Shannon E. Cusack, an academic researcher who has studied post-traumatic stress disorder in college students, said there was division within the field over whether the profound disruptions young adults experienced during the pandemic — abrupt loss of housing and income, social isolation and fear of infections) are equivalent to triggering events.
“They are causing symptoms that are consistent with the diagnosis of PTSD,” said Dr. Cusack, a clinical psychologist and assistant professor of psychiatry at Virginia Commonwealth University. “I’m not going to treat them because their stressor doesn’t count as trauma?”
Prevalence data, he said, point to a pressing need for PTSD treatment on college campuses. Short-term treatments developed for veterans, such as prolonged exposure therapy and cognitive processing therapy, have been shown to be effective in managing symptoms of post-traumatic stress disorder.

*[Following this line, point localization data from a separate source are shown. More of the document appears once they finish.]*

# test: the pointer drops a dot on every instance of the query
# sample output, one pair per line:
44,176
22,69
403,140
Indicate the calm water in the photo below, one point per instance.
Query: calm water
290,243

Stephen P. Hinshaw, a psychology professor at the University of California, Berkeley, said the pandemic’s disruptions may have left college students emotionally drained and less resilient to traumatic events.
“Halfway through this study, there may legitimately have been more trauma and deaths,” he said, adding that the lockdowns may have caused more widespread despair among young people. “With the overall decline in mental health, is it more difficult to cope with traumatic stressors if one is exposed to them?”
Some changes to the diagnostic manual may have blurred the line between PTSD and disorders like depression or anxiety, Dr. Hinshaw said. In 2013, the committee overseeing revisions to the manual expanded the list of possible PTSD symptoms to include dysphoria, or a deep sense of restlessness, and a negative view of the world, which could also be caused by depression, he said. But the changes, he added, do not take into account the sharp increase in diagnoses.